My mom and Aunt Pearl enjoyed occasionally going “home” to the place where they grew up. I remember the afternoon in this picture. The car is just out of the frame. Daddy waited there with Grandmother, while I listened to my mom and aunt reminisce about growing up there and took the picture.

As they stood on the road they faced where the house had been. I had only been there once with my mom as a little girl. I’d been too young to remember more about the house than vague impressions and a shadowy staircase. 

Indulge me for a moment. Imagine you’re standing where they are, remembering your long lost childhood home. If you let your mind’s eye take you a little to the right and off a bit diagonally, well across the field behind the no longer there house, you’ll find a shady fence fence row corner. 
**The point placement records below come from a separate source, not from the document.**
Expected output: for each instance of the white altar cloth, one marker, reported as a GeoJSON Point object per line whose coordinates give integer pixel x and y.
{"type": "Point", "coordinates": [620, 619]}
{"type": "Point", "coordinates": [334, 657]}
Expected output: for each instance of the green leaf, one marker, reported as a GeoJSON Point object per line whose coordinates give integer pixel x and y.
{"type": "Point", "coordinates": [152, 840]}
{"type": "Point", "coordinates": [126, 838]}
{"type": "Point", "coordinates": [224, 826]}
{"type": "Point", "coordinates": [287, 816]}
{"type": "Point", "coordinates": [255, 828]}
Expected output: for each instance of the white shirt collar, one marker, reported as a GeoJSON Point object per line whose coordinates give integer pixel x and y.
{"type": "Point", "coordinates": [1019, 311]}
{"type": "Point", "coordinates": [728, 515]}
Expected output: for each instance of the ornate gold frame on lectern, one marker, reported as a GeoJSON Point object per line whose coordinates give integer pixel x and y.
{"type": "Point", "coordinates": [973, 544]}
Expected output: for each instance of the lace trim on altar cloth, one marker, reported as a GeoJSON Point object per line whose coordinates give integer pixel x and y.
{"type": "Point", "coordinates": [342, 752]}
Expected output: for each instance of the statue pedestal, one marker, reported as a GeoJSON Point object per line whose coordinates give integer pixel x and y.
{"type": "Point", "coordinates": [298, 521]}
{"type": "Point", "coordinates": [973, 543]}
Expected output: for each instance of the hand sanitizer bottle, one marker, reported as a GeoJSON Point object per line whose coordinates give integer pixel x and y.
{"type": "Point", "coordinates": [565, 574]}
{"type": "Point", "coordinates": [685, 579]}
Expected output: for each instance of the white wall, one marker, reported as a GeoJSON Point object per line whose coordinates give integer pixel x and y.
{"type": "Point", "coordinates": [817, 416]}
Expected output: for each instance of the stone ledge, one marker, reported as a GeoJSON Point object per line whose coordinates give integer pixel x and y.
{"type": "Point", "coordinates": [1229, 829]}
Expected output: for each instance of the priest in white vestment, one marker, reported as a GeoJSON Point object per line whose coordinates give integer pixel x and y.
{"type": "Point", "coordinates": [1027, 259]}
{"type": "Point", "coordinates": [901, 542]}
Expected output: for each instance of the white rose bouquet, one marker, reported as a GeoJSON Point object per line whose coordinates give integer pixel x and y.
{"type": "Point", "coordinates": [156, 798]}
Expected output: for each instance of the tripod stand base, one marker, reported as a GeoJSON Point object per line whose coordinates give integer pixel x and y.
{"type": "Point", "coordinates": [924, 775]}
That corner will take some wild imagination. My mom and I went to look at where “the old home place” had been a few times. She directed me to look at that corner, which is why I can describe it now. She told me there used to be a very old falling down house nestled in that little wooded area. 

The story goes that that tumbling down cabin had been the last home of Davey Crockett, before he went to Texas and died at the Alamo. The pieces were eventually gathered up and moved to the little town of Rutherford, Tennessee where we lived. It was put back together and called a replica of his last home. 

My junior high history teacher told us a story about working the land on his farm way out in the country revealed a lady’s ring and several inches of dark, rich soil. He knew from the history of his farm that it was likely the original grave of Davy Crockett’s mother Rebecca Hawkins Crockett. It was carefully gathered and taken to the replica cabin and buried on the grounds. 

The site is now a museum  known as the replica of Davy Crockett’s last home, before the Alamo and his mother’s grave. I toured it on a school field trip and found it interesting. It was furnished and decorated as a home of the era would be. I remember the pungent smell of old wood, animal skins, and aging papers. 

Standing on the road with my mom, I  listened  to her talk.about begging her daddy to go with her to the old cabin so they could look around. He wouldn’t, saying tramps sometimes slept in there and it might not be safe. He warned her not to ever go there by herself too, so she didn’t. I thought it was really cool to be there with her. Learning about our family’s onetime proximity to an important piece of history. Though Davy Crocket had long been dead by the time my mother was born, his legacy is a solid presence in the area. The town holds Davy Crockett Days in October of every year and celebrates his life with various events, including a parade that draws quite a crowd. You just never know when you drive through some nondescript little town, what connection it may have to important historical figures.

Oh. Back to the cedar tree. My mom and aunt were both into  plants and trees. Aunt Pearl planted that cedar tree and they enjoyed watching it grow into what became this towering sentinel in the old yard. My mom always called it Pearl’s cedar tree.